Noah’s mother was almost killed by her ex-husband.
- While Noah was growing up and finding his way in the world, his mother had issues of her own to manage. Primarily, this meant dealing with Abel, a car mechanic whom she’d met when Trevor was six or seven. The two married and had two children.
- The relationship soon became abusive. Though charming, Abel was also an alcoholic who could get violent when he was drunk. His Tsonga name, Ngisaveni, was rather fitting: it translates to “be afraid.”
- One night, when Noah’s half-brother Andrew was still a baby, Abel, drunk, beat up Patricia. She went straight to the police to press charges – but, unbelievably, the police officers refused to do anything, even suggesting she shouldn’t have enraged her husband in the first place.
- Patricia found herself trapped, constantly fearing that Abel might kill her and her children if she tried to escape.
- Noah just couldn’t deal with all of this pain.

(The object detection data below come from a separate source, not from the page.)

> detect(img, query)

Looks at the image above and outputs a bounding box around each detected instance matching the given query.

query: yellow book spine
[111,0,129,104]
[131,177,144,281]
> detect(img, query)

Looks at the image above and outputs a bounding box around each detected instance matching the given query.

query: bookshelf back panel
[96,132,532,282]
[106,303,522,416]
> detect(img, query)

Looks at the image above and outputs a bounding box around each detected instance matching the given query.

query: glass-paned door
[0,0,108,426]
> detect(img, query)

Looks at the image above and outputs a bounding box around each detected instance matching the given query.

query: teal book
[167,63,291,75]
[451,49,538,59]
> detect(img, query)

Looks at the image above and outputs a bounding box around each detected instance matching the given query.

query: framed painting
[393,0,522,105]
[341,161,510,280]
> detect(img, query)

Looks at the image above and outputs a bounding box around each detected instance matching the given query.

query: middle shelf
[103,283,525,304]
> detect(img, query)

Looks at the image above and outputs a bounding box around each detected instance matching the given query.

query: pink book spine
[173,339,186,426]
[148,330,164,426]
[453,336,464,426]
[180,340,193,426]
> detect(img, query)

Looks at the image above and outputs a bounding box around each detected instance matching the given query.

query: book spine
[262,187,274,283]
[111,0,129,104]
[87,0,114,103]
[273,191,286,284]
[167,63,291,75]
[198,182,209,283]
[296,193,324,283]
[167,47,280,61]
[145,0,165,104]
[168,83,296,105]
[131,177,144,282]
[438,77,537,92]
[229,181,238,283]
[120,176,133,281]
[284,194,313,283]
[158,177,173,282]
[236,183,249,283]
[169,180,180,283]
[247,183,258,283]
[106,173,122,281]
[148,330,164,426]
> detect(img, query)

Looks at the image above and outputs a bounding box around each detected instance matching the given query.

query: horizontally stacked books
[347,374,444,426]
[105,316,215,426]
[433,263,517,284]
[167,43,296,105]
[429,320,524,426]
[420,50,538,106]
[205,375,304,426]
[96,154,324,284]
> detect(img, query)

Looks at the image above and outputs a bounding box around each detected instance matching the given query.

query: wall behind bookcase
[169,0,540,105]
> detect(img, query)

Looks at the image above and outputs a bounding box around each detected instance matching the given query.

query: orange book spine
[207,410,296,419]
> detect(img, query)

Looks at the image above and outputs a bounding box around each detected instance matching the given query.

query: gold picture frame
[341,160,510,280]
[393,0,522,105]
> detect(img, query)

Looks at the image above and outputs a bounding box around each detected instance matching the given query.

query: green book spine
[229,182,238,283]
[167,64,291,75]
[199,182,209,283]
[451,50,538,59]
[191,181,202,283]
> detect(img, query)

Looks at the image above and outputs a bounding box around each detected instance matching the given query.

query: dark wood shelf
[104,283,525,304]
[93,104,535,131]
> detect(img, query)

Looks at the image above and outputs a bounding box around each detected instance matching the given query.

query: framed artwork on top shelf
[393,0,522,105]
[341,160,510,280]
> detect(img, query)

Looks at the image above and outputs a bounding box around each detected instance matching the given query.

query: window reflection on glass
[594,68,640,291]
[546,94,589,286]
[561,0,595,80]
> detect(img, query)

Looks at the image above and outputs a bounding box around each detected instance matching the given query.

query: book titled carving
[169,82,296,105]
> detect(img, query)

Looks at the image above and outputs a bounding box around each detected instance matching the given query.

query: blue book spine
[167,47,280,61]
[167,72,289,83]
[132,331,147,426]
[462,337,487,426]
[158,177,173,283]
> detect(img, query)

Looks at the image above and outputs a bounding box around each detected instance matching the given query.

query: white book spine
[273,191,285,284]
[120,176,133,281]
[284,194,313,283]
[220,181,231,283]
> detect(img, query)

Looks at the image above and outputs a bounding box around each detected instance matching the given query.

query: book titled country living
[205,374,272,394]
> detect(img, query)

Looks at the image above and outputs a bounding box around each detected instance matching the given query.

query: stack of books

It was too much to watch the abuse his mother was going through and still not leaving. Gradually, Noah distanced himself from her. He moved out once he finished school and let himself drift away. But Noah’s mother did eventually break free. She even remarried.
- News did occasionally reach Noah. He was playing shows in England when he heard of Abel’s worst act. After church one Sunday Abel confronted Patricia and her new family. He shot her twice, once in the buttock and once in the back of the head. Incredibly, she survived – the bullet to the body missed all of her vital organs and the bullet to the head exited through her left nostril. She was back to work within the week.
- Even more incredibly, Abel wasn’t sent to prison. He officially had no prior convictions, and so, despite his previous behavior, he only received three years’ probation for the attack. An injustice like this is clear evidence that there is much in Noah’s South Africa that could still be resolved.
Growing up a mixed child in South Africa, both during and after apartheid, was no easy thing. Trevor Noah faced poverty, racism, violence, crime and identity crises on his path to adulthood. But he came out with more than a few stories to tell.